There are lots of setups with programs that can collect email in testing environments. Some of them require you to install perl, nodejs, ruby, ... or require you do do a sophisticated setup with your mailserver.
But there is a little program called mailhog that is just a standalone statically linked binary that has no dependencies.
That makes it very easy to use.
Just download the latest release and put it into your /usr/local/bin:
wget -O /usr/local/bin/mailhog https://github.com/mailhog/MailHog/releases/download/v1.0.0/MailHog_linux_amd64
chmod +x /usr/local/bin/mailhog
You can just start the program by running /usr/local/bin/mailhog.
The SMTP will be available on port 1025 and the web UI on port 8025.
We want mailhog to start with system boot and restart when it would
crash. You can do that sort of stuff with systemd. Create a file named /lib/systemd/system/mailhog.service
with this in it:
[Unit]
Description=Mailhog SMTP
[Service]
User=mailhog
Group=mailhog
WorkingDirectory=/home/mailhog
Restart=always
ExecStart=/usr/local/bin/mailhog -api-bind-addr 127.0.0.1:8025 -ui-bind-addr 127.0.0.1:8025 -smtp-bind-addr 127.0.0.1:1025
[Install]
WantedBy=multi-user.target
Create the user mailhog with group mailhog and home directory /home/mailhog
first, or leave it out and mailhog will run as root. Running stuff
as root is a bad idea, especially if it is something that listens on the network.
It's also not a good idea to make mailhog accessible on your public IP. It does
that by default so that's why you would add -api-bind-addr 127.0.0.1:8025 -ui-bind-addr 127.0.0.1:8025 -smtp-bind-addr 127.0.0.1:1025
to make it only listen on localhost.
Now enable the mailhog service to start it at boot time and then start it manually:
systemctl enable mailhog
systemctl start mailhog
We hook it up to postfix and make it so that if you mail to an email
address ending in .external, it will be relayed to a real server.
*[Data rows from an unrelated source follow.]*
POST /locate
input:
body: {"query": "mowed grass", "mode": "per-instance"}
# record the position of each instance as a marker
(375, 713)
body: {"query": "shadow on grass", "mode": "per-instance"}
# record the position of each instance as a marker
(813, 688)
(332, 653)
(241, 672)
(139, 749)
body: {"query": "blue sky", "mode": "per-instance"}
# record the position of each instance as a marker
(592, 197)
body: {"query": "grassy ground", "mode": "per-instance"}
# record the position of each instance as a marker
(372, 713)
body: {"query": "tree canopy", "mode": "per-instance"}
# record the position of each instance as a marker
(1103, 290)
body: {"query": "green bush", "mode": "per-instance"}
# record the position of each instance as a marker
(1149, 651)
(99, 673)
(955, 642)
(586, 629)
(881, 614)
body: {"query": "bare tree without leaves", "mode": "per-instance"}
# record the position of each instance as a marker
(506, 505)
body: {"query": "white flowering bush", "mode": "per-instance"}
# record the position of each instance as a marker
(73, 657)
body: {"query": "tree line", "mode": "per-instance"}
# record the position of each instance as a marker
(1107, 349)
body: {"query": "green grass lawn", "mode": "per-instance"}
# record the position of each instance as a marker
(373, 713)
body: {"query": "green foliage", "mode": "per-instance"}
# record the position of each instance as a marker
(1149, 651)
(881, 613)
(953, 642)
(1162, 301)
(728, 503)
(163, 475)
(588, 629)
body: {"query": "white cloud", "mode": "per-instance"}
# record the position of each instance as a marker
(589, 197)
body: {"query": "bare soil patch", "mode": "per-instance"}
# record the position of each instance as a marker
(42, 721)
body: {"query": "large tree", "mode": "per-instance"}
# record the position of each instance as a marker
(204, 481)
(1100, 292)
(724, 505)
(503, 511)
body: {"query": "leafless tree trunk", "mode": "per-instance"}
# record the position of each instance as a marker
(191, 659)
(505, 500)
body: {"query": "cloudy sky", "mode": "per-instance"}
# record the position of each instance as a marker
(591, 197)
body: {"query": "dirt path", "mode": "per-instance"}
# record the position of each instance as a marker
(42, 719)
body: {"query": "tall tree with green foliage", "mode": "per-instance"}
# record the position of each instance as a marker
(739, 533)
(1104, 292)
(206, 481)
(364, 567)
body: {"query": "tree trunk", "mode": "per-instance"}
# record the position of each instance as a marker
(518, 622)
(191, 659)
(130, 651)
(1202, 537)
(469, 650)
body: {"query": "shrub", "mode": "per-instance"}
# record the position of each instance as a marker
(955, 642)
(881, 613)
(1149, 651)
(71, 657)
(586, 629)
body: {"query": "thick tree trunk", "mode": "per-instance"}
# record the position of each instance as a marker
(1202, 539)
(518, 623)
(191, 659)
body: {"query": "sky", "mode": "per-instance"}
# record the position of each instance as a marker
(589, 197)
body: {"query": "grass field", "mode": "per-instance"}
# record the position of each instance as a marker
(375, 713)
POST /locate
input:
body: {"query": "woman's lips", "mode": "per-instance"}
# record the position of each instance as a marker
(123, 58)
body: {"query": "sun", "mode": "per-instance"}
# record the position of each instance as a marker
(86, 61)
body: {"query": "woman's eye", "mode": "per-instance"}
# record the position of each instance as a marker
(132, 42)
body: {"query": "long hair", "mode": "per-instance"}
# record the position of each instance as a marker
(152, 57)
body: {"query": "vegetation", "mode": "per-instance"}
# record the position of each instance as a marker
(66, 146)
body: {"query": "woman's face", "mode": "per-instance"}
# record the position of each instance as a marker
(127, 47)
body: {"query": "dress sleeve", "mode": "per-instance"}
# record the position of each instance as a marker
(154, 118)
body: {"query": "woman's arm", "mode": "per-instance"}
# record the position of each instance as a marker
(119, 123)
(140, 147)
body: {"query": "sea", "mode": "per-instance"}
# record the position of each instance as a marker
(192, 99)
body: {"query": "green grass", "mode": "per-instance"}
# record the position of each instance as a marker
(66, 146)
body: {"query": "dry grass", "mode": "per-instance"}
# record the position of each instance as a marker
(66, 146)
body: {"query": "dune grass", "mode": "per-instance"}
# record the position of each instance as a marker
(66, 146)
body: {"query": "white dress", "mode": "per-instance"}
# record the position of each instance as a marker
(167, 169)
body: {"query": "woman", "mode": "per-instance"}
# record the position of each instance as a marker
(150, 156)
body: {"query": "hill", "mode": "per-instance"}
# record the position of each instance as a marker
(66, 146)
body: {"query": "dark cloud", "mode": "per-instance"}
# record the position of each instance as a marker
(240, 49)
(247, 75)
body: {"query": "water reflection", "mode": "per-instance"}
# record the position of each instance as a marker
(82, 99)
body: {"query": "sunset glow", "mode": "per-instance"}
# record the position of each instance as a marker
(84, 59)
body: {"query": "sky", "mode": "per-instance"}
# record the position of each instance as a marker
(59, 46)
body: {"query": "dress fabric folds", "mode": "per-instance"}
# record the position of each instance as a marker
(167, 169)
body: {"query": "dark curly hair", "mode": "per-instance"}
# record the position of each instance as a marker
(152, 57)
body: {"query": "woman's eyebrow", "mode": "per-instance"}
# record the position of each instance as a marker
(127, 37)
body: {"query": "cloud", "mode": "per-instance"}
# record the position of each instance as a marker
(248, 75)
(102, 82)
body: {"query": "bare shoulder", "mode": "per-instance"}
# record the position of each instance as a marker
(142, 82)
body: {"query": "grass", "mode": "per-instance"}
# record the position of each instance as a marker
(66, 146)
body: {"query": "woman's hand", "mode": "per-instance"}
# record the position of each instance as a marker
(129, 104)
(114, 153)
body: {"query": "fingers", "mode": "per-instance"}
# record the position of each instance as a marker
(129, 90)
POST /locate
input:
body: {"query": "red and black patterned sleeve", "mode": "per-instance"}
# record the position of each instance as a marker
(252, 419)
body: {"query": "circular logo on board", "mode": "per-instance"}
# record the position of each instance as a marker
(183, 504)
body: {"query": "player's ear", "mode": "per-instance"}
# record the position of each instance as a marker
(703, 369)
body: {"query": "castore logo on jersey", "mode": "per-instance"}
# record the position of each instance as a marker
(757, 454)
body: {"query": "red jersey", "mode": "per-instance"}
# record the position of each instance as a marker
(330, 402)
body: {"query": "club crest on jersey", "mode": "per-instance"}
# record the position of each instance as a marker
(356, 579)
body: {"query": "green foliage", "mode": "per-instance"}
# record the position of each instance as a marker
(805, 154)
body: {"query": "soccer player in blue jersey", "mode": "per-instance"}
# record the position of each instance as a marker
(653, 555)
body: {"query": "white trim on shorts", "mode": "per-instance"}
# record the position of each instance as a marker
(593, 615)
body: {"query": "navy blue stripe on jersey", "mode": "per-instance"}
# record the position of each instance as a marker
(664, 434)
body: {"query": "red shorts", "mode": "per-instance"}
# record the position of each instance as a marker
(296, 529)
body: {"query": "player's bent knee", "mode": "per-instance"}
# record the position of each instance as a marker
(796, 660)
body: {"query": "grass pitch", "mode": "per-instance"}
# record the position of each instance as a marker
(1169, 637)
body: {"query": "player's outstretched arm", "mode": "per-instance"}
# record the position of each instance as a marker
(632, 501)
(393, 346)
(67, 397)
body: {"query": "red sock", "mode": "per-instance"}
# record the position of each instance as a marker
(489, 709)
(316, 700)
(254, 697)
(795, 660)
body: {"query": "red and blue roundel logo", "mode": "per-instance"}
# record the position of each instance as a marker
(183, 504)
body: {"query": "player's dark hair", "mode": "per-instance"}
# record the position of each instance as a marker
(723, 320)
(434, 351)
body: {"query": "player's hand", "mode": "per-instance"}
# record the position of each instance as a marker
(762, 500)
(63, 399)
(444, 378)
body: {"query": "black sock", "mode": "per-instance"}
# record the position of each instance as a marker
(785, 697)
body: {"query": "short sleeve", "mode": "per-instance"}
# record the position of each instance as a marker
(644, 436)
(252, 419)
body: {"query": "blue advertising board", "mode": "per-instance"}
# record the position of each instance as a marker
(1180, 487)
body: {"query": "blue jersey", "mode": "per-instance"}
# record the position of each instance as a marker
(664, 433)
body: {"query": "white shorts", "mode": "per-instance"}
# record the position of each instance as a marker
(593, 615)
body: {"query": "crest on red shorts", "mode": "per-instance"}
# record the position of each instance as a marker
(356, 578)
And, if doesn't we relay it to mailhog.
Eg: mail to tom@somedomain.tdl will go to mailhog and tom@somedomain.tdl.external will be delivered to tom@somedomain.tdl.
Postfix configuration /etc/postfix/main.cf:
myhostname = myserver.mydomain.tld
relayhost = real-smtp-relay.mydomain.tld
smtp_generic_maps = pcre:/etc/postfix/smtp_generic_maps.pcre
transport_maps = hash:/etc/postfix/transport
The smtp maps make sure that the .external part is stripped off.
/(.*)\.external$/ $1
The transport maps decide that .external addresses will be relayed to the real
SMTP server and the rest will be relayed to mailhog.
.external :
* smtp:127.0.0.1:1025
Because the transport maps are hashed you need to run postmap /etc/postfix/transport.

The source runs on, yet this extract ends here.